Frei Gilvander: “Com muita alegria,
o papa Francisco está sendo uma bênção. É o verdadeiro pastor, bom samaritano,
um verdadeiro profeta. O que está deixando muito a desejar nas igrejas de hoje
são alguns padres jovens e seminaristas que não estão seguindo o caminho do
papa. Antes de se tornar papa, ele trabalhou com os pobres mais de 30 anos,
então é um homem muito solidário e está ajudando a libertar a Igreja de muitas coisas
horrorosas.”
Jornal
Marco: As igrejas (neo)pentecostais vêm ganhando espaço cada vez mais no Brasil,
atraindo fiéis especialmente nas periferias das cidades. Qual a causa disto?
Frei
Gilvander:
“Várias causas. Uma delas é o conservadorismo da Igreja Católica com padres moralistas
e autoritários. Outra causa é o capitalismo, quanto mais ele aumenta o nível de
opressão, mais deixa as pessoas angustiadas, buscando um “Oásis”, uma aba de
salvação, então correm para as Igrejas (neo)pentecostais que lhes prometem isto.

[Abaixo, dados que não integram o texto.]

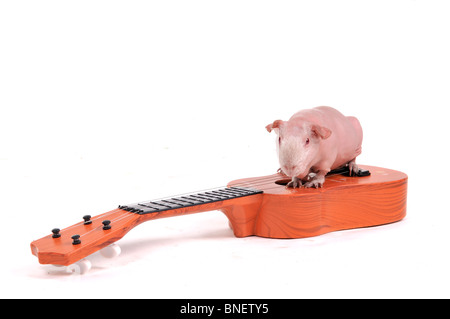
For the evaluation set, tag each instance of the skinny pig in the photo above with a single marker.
(315, 141)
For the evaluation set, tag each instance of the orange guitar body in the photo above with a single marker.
(277, 212)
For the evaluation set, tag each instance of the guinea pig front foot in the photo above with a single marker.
(294, 183)
(316, 182)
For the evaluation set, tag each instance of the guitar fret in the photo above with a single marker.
(189, 200)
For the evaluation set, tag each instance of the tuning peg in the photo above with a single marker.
(56, 233)
(87, 219)
(76, 239)
(106, 224)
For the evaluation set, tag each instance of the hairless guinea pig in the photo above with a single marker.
(315, 141)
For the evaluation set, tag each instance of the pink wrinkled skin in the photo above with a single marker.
(315, 141)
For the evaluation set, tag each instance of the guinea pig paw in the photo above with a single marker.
(352, 168)
(314, 183)
(294, 183)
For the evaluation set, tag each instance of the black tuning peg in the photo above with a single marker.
(56, 233)
(106, 224)
(76, 239)
(87, 219)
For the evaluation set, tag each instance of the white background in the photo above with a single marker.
(113, 102)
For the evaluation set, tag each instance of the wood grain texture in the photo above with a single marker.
(280, 212)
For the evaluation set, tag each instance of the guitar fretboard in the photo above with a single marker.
(217, 195)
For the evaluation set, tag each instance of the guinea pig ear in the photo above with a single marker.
(320, 131)
(274, 126)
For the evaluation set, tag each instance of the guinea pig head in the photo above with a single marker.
(298, 145)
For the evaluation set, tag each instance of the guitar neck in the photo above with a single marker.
(180, 202)
(78, 241)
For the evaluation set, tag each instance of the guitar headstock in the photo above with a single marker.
(67, 246)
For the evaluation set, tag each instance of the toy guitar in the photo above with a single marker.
(260, 206)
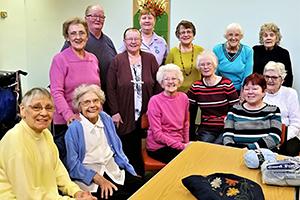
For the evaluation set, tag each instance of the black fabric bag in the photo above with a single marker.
(220, 186)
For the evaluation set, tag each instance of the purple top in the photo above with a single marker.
(168, 121)
(67, 72)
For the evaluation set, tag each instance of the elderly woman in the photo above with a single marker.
(235, 58)
(29, 166)
(214, 95)
(253, 123)
(151, 42)
(69, 69)
(269, 50)
(287, 100)
(95, 159)
(185, 54)
(168, 132)
(131, 83)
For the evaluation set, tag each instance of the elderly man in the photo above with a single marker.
(29, 166)
(98, 43)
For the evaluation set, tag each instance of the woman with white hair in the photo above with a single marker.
(235, 58)
(287, 100)
(214, 95)
(95, 158)
(269, 50)
(168, 114)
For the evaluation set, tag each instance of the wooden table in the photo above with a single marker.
(201, 158)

Lá são abraçadas, acolhidas e vivenciam uma literatura de auto ajuda ao lidar
com as grandes opressões. Por um lado as pessoas são acolhidas, mas, por outro,
são sugadas através do dízimo e do que se chama de “teologia da prosperidade”.
Nesse caso, se desenvolve uma grande
mentira, que é fruto de uma falsa interpretação da Bíblia.”
Jornal
Marco: A
igreja Católica tem dificuldade de dialogar com o povo mais humilde? Por quê? Frei
Gilvander: “Aconteceu na Igreja Católica de 1962 a 1965 o Concílio do Vaticano
II, que abriu a Igreja para o mundo, para opção pelos pobres, para o profetismo,
para a inculturação. Depois de cinco conferências dos bispos latino-americanos,
a opção pelos pobres e o protagonismo dos leigos permaneceu. Infelizmente, nos
pontificados de João Paulo II e do Ratzinger, a cúpula da Igreja foi gradativamente
abandonando a opção pelos pobres. Agora o papa Francisco está sinalizando para
as igrejas corrigirem esse grave erro e retomar a opção pelos pobres, conviver
com eles e serem solidárias com suas lutas.”